Resilient Distributed Datasets(RDD) in Spark

RDD:

Resilient Distributed Datasets represents a collection of partitioned data elements that can be operated on in a parallel manner. RDD is the primary data abstraction mechanism in Spark and defined as an abstract class in Spark library it is similar to SCALA collection and it supports LAZY evaluation.



Characteristics of RDD:

1.Immutable :

RDD is an immutable data structure. Once created, it cannot be modified in-place. Basically, an operation that modifies RDD returns a new RDD.

2.Partitioned:

In RDD Data is split into partitions. These partitions are generally distributed across a cluster of nodes. When Spark is running on a single machine all the partitions are on that machine.

 

RDD Operations :

Applications in Spark process data using the same methods in RDD class. It referred to as operations

RDD operations are two types:

1.Transformations

2.Actions

 1.Transformations :

A transformation method of an RDD creates a new RDD by performing a computation on the source RDD.

RDD transformations are conceptually similar to SCALA collection methods.

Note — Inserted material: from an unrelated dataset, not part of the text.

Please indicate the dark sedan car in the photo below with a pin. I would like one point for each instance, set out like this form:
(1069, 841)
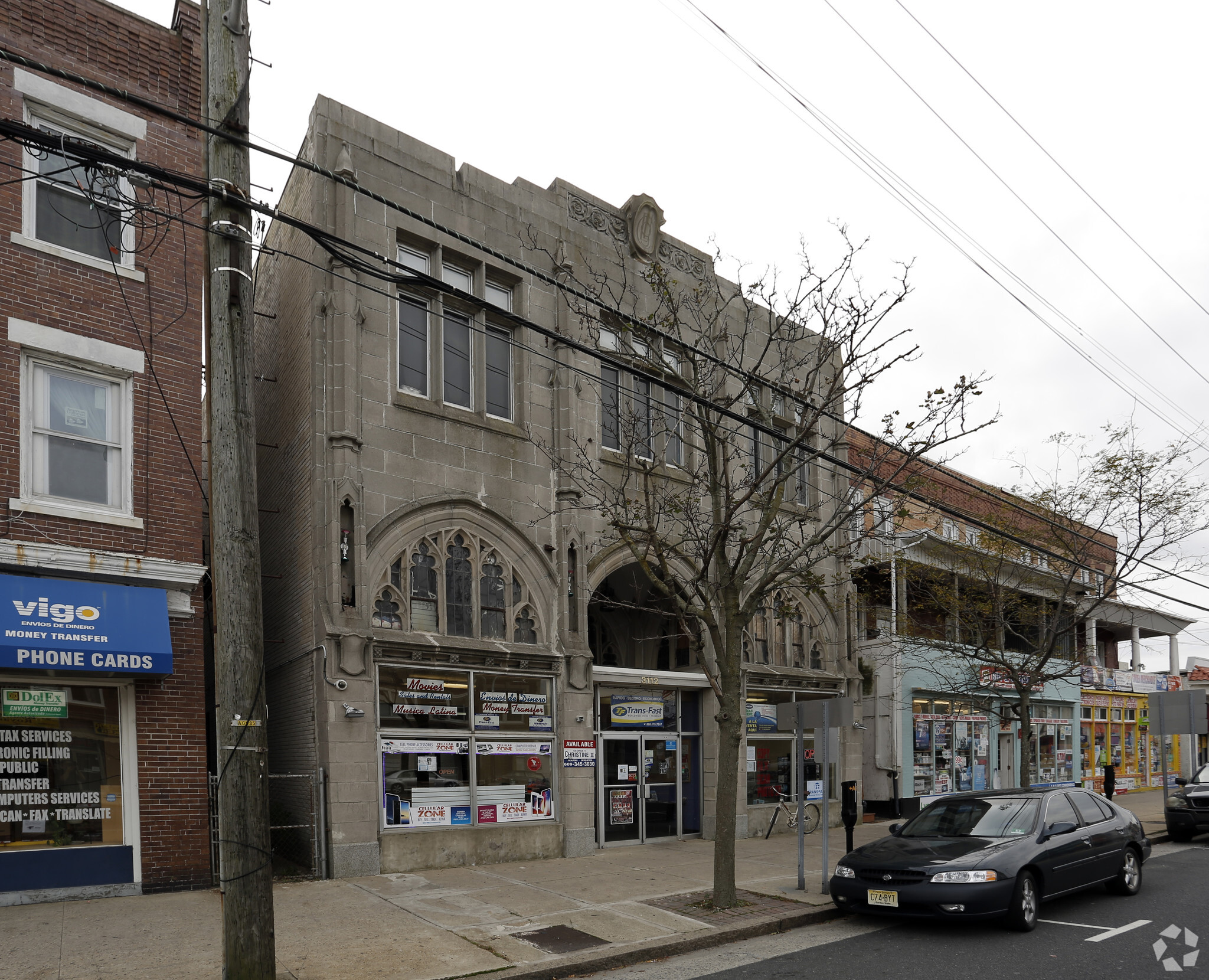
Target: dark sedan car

The key difference is that the SCALA collection methods operate on data that can fit in the memory of a single machine, whereas RDD methods can operate on data distributed across a cluster of node RDD transformations are LAZY but SCALA collection methods are strict.

A) Map:

The map method is a higher order method that takes a function as input and applies it to each element in the source RDD to create a new RDD.

B) filter:

The filter method is a high order method that takes a Boolean function as input and applies it to each element in the source RDD to create a new RDD. A Boolean function takes an input and returns false or true. It returns a new RDD formed by selecting only those elements for which the input Boolean function returned true. The new RDD contains a subset of the elements in the original RDD.

c) flatMap:

This method is a higher order method that takes an input function in Spark, it returns a sequence for each input element passed to it. The flatMap method returns a new RDD formed by flattening this collection of the sequence.

D) mapPartitions :

It is a higher order method allows you to process data at a partition level. Instead of passing one element at a time to its input function, mapPartitions passes a partition in the form an iterator. The input function to the mapPartitions method takes an iterator as input and returns iterator as output.

E)Intersection:

Intersection method itakesRDD as input and returns a new RDD that contains the intersection of the element in the source RDD and the RDD passed to it as an input.

F)Union:

This method takes  RDD as input and returns a new RDD that contains a Union of the element in the resource RDD and the RDD passed to it as an input.

G)Subtract:

Subtract method takes RDD as input and returns a new RDD that contains elements in the source RDD but not in the input RDD.

 

H)Parallelize:

The Prallelized collections are created by calling Spark Context’s parallelize method on an existing collection in your driver program. The elements of the collection are copied to form a distributed data set that can be operated on in parallel.

 

I)Distinct:

Distinct method of an RDD returns a new RDD containing the distinct elements in the source RDD



J)Group By:

Group By is a higher order method it groups the elements of  RDD according to user-specified criteria. It takes as input a function that generates a key for each element in the source RDD. It is applicable to all the elements in the source RDD and returns an RDD of pairs.

 

K)Sort By:

The sortBy method is a higher order it returns RDD with sorted elements from the source RDD. It takes two input parameters. The first input is a function that generates a key for each element in the source RDD. The second input allows specifying ascending or descending order for sort.

 

L)Coalesce:

Coalesce method reduces the number of partitions in  RDD. It takes an integer input and returns new RDD with the specified number of partitions.

 

M)GroupByKey:

The GroupByKey method returns an RDD of pairs, where the first element in a pair is a key from the source RDD and the second element is a collection of all values that have the same key. It is the same as the groupBy method. The major difference is that groupBy is a higher order method that takes an input function that returns a key for each element in the source RDD. The groupByKey method operates in an RDD of key-value pairs.

N)ReduceByKey:

The higher-order reduceBy key method takes an associative binary operator as input and reduces values with the same key to a single value using specified binary operators.

2.Actions:

Actions are RDD methods that return a value to a driver program.

A)Collect:

The collect method returns the elements in the source RDD as an array. This method should be used with caution since it moves data from all the worker to the driver program.

B)Count:

This method returns a count of the elements in the source RDD.

C)Count By Value :

The countByValue method returns a count of each unique element in the source RDD. It returns an instance of the Map class containing each unique element and its count as a key-value pair.

D)First:

The first method returns the first element in the source RDD

E)Max:

The max method returns the largest element in  RDD

F)Min

The min method returns the smallest element in RDD

G)Top

The top method takes an integer N as input and returns an array containing the N largest elements in the source RDD.

H)Reduce

The high order reduces method aggregates the elements of the source RDD using an associative and commutative binary operator provided to it.

G)CountByKey

The countByKey methods count the occurrences of each unique key in the source RDD. It returns a Map of key count pairs.